The latest update in the ongoing City Hall saga stemming from a federal corruption investigation is that the City Attorney's own investigation has just issued 14 new subpoenas pertaining to the much delayed 555 Fulton project in Hayes Valley — which already has figured into the federal complaint against former Department of Public Works Director Mohammed Nuru.
The City Attorney's Office has issued 6 subpoenas to companies linked to Chinese developer Zhang Li, whom federal investigators and subsequent reporting have identified as allegedly having gifted a trip to China to Nuru in exchange for help getting approvals for the Fulton Street development. As Socketsite reports, one subpoena was also issued to well known permit expediter and contractor Walter Wong, and four more were issued to companies with ties to Wong. Another two subpoenas went out to investment firms tied to 555 Fulton, and one was issued to an engineering firm that worked on the project.
City Attorney Dennis Herrera says the subpoenas seek "a range of records, including documents that could show things or services of value being provided to a city employee or official, or to a city employee or official’s family member." Herrera added, "Make no mistake, we’re following the evidence wherever it leads."

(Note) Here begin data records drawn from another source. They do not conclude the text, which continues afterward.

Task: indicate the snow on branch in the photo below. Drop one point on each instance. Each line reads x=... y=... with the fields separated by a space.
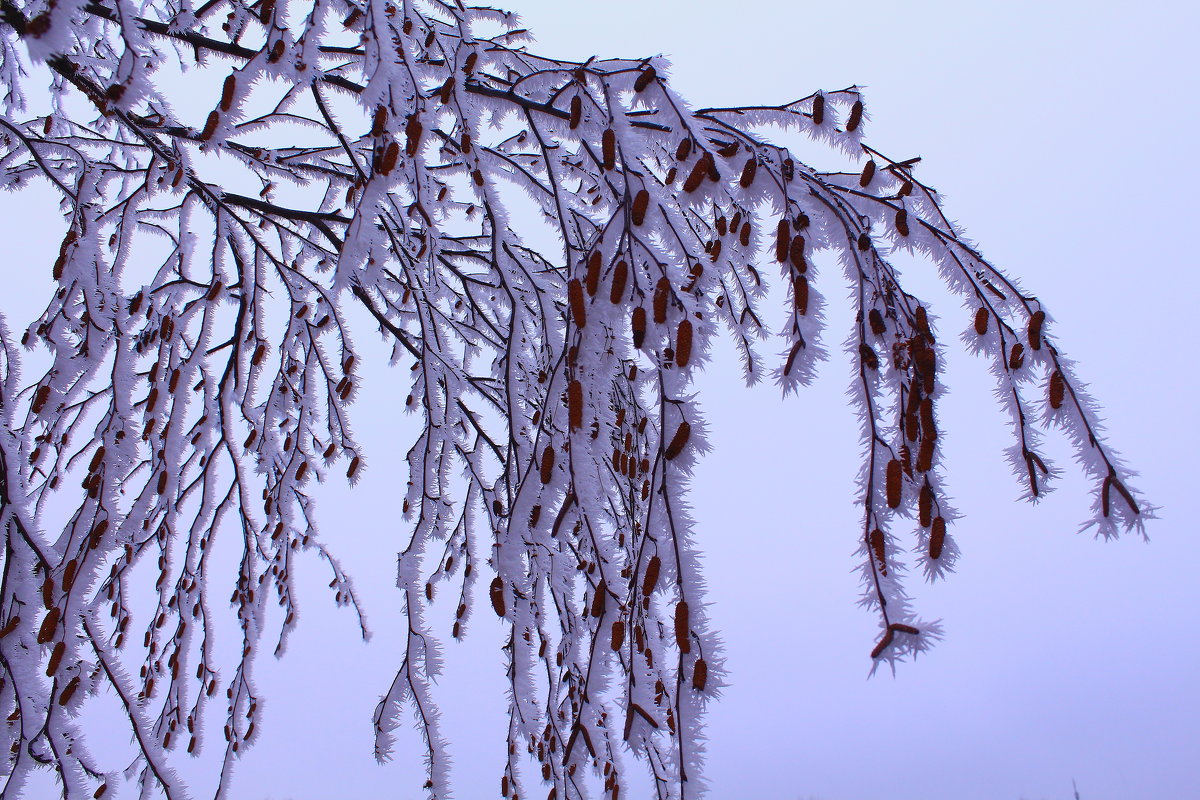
x=201 y=366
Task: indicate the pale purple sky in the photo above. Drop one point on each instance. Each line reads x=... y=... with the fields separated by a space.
x=1057 y=133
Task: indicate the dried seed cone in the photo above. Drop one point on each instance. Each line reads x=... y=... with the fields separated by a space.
x=609 y=149
x=661 y=293
x=1057 y=390
x=618 y=635
x=593 y=275
x=651 y=579
x=619 y=277
x=864 y=180
x=379 y=120
x=1017 y=356
x=227 y=90
x=639 y=325
x=641 y=203
x=413 y=131
x=749 y=172
x=893 y=483
x=982 y=320
x=877 y=325
x=1036 y=322
x=683 y=626
x=49 y=623
x=683 y=343
x=796 y=252
x=882 y=644
x=801 y=294
x=783 y=241
x=575 y=404
x=856 y=116
x=937 y=537
x=645 y=79
x=575 y=300
x=390 y=156
x=497 y=593
x=678 y=441
x=576 y=112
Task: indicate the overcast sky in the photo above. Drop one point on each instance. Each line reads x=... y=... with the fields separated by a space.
x=1057 y=133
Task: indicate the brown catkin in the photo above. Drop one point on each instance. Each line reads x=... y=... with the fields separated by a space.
x=678 y=441
x=683 y=343
x=618 y=635
x=876 y=319
x=796 y=252
x=925 y=506
x=783 y=241
x=413 y=130
x=856 y=116
x=593 y=276
x=893 y=483
x=49 y=623
x=619 y=277
x=937 y=537
x=227 y=90
x=497 y=593
x=645 y=79
x=868 y=174
x=661 y=293
x=1017 y=356
x=575 y=300
x=641 y=203
x=52 y=667
x=651 y=579
x=1036 y=322
x=609 y=149
x=882 y=644
x=390 y=156
x=210 y=126
x=749 y=172
x=639 y=325
x=982 y=320
x=576 y=112
x=69 y=692
x=1057 y=390
x=683 y=627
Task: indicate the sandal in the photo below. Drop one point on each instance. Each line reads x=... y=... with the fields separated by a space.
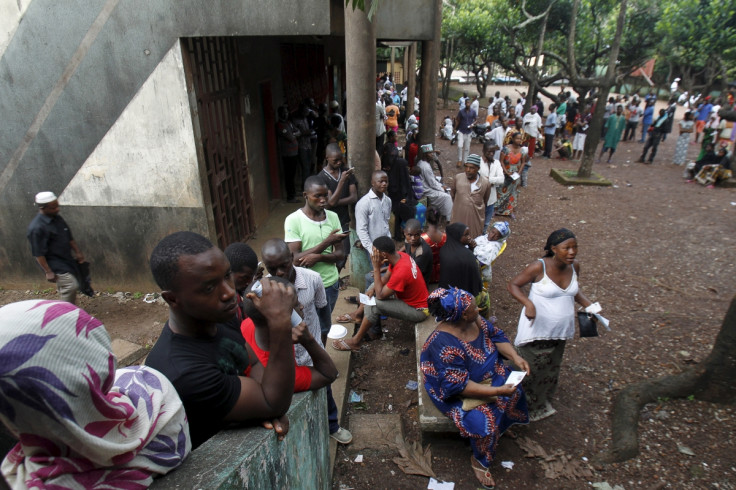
x=511 y=434
x=482 y=473
x=343 y=346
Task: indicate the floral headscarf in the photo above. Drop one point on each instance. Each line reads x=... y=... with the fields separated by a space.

Per the Business Times, these latest subpoenas seek email communications and other materials that pertain to the mixed-use project — which many in the neighborhood were eagerly anticipating opening because Trader Joe's is set to move into the ground floor.
And the subpoenas follow just a couple of days after Nuru himself reportedly sat down with Herrera to cooperate with the investigation.
"We will get to the bottom of this. San Franciscans deserve no less," Herrera said in a statement earlier this week.
Two weeks ago, Herrera's office also subpoena'd eight private and non-profit companies with possible connections to both Nuru and alleged co-conspirator Nick Bovis, the owner of restaurants Lefty O'Douls and Spinnerie. Herrera contended with those subpoenas that these companies may have been "funneling" money to Nuru's department, for holiday parties and the like, through checks to a charity run by Bovis.
Meanwhile, the federal probe remains ongoing, and it's not yet clear if the charges will stop with Nuru and Bovis. As many surmised in recent weeks, a second charge against Nuru of lying to investigators appears to stem from his not fulfilling some sort of cooperation deal, and possibly informing higher-ups at City Hall about the investigation.